Manufacturing Technology
Tesla Hits Best-Ever Sales Quarter, Toyota Pours $3B & Waymo & Zoox Grow Testing
Updated on Mon, Oct 6, 2025
Despite the poor overall run, Tesla witnessed its best sales quarter ever.
As per a press release published by Tesla, the company managed to produce more than 447,000 vehicles (447,450 to be exact) and delivered over 497,000 vehicles (497,099) in the third quarter.
Out of this, Tesla’s Model 3 and Model Y constituted the majority in terms of production (435,826) and delivery (481,166), with other models seeing a production of 11,624 vehicles and 15,933 in deliveries.
The company also mentioned that it deployed 12.5 GWh of energy storage products—numbers that represent a record amount for both deliveries and deployments.
“Thank you to all our customers, employees, suppliers, shareholders and supporters who helped us achieve these results,” reads the release.
Tesla is expected to post its financial results and its net income and cash flow results for Q3-2025 on October 22, 2025, post market closure. It will include a brief advisory and a live question and answer webcast aimed at discussing the Company’s financial and business results and outlook.
The jump in Tesla’s sales figures represents a 29% growth from the second quarter, and it’s believed that the surge is mainly credited to the discontinuation of the $7,500 federal EV tax credit announced earlier by the United States government.
Other automakers in the country also witnessed an increase in vehicle sales.
Tesla has also been riding well in the robotaxi arena—where, once again, it’s being outshone by rivals, particularly Waymo.
Recently, Waymo said its fleet grew to 2,000 vehicles, introduced robotaxi plans for businesses, and expanded its services to numerous cities. These were just some developments the company enjoyed over the past few weeks.
Before this, the company also revisited the most populated city in the country—New York—to test its robotaxis, a plan that came after announcements outlining expansion to 10 new cities.
“We want to serve New Yorkers in the future, and we’re working towards that goal,” read the post.
Now, Waymo received an extension on its testing permit in the city, which will run through the end of 2025. Waymo’s initial permit was granted in August and was valid until the end of September.
As per the terms of the permit, which are the same as the one before, Waymo will be allowed to operate up to 8 of its Jaguar I-Pace vehicles across Manhattan and Downtown Brooklyn, but the vehicles will require a human seated in the vehicle, acting as a safety operator. However, these humans will be exempt from the city’s rule that requires a human to keep one hand on the wheel at all times.
As far as expansion goes, Amazon-backed Zoox recently revealed a rollout on the roads of Las Vegas, Nevada—a much-awaited launch.
Now, the company announced it was expanding to Washington, D.C., marking its eighth testing site and first one in the Mid-Atlantic.
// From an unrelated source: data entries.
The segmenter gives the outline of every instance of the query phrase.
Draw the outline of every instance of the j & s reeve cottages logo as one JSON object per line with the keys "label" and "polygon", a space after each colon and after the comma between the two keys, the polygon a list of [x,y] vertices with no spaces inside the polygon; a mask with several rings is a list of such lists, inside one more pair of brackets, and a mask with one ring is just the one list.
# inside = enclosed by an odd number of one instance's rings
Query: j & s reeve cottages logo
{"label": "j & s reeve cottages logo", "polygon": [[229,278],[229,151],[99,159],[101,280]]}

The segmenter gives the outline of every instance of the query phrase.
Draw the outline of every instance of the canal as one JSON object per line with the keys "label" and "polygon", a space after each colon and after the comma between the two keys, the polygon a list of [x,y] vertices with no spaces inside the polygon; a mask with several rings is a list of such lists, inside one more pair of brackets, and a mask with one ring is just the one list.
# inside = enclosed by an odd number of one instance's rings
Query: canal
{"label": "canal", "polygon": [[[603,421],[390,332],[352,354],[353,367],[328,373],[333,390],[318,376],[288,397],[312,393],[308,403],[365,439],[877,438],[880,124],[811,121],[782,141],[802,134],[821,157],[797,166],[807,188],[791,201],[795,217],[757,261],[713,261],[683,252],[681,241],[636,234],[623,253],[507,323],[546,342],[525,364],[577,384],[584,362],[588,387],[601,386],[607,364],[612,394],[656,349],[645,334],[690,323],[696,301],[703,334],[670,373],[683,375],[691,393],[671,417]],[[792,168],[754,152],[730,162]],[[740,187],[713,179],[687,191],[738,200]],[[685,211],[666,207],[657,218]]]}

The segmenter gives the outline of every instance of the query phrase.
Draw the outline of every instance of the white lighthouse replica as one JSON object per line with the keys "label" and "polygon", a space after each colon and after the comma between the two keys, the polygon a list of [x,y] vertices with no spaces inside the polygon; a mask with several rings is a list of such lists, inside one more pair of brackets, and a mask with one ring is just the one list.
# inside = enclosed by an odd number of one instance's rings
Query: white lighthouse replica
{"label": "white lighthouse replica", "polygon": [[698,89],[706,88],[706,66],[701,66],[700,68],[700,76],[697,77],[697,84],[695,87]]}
The region provides Zoox with a testing ground offering a complex and unique street layout and seasonal weather challenges, while also ranking among the largest ride-hailing markets in the U.S.
“As part of our continued growth, this expansion is a strategic step toward bringing safe, sustainable, and autonomous transportation to the nation’s capital and the Mid-Atlantic, paving the way for future deployments in the region,” reads the release. “With the addition of Washington D.C., the Zoox testing fleet is now operating in eight cities, including the San Francisco Bay Area, Las Vegas, Seattle, Austin, Miami, Los Angeles, and Atlanta.”
Meanwhile, automotive company Toyota is looking outside the automotive industry for its next big innovation in mobility, climate, AI, and industrial automation.
The company is pouring in $1.5 billion in new capital that will invest in the life cycle of startups—from seed to growth and maturity.
This will come through about $670 million in capital allocated to a new subsidiary called Toyota Invention Partners Co. and $800 million in its growth-stage venture arm Woven Capital.
The Toyota Invention Partners subsidiary will focus on Japan-based startups, keeping long-term strategies in mind.
“One way to think about them (Toyota Invention Partners) is they’re bookending what Toyota Ventures and Woven Capital are doing,” said Woven Capital general partner George Kellerman. “They’re doing the really early stage on one end, but then they’re maybe doing these longer-term project finance, asset management type of infrastructure investments, that might be a 30-, 40-, 50-year type of investment.”
The startups grown by the two subsidiaries could even play a key role in Toyota’s Woven City, which is a 175-acre prototype city that aims to incubate startups and that opened this year.
“The thing that really excites me is that Toyota is clearly leaning in; they’re committing over $3 billion across Toyota Invention Partners, Woven Capital’s fund one and two, and all of Toyota Ventures funds,” concluded Kellerman.
Do you think Toyota’s new startup funding strategy could help it innovate a path to the front of the EV, robotaxi, and transportation sector?
Do you think Tesla’s impressive third quarter sales will help it regain ground in the EV space and robotaxi race, or have Waymo and Zoox already left it far behind?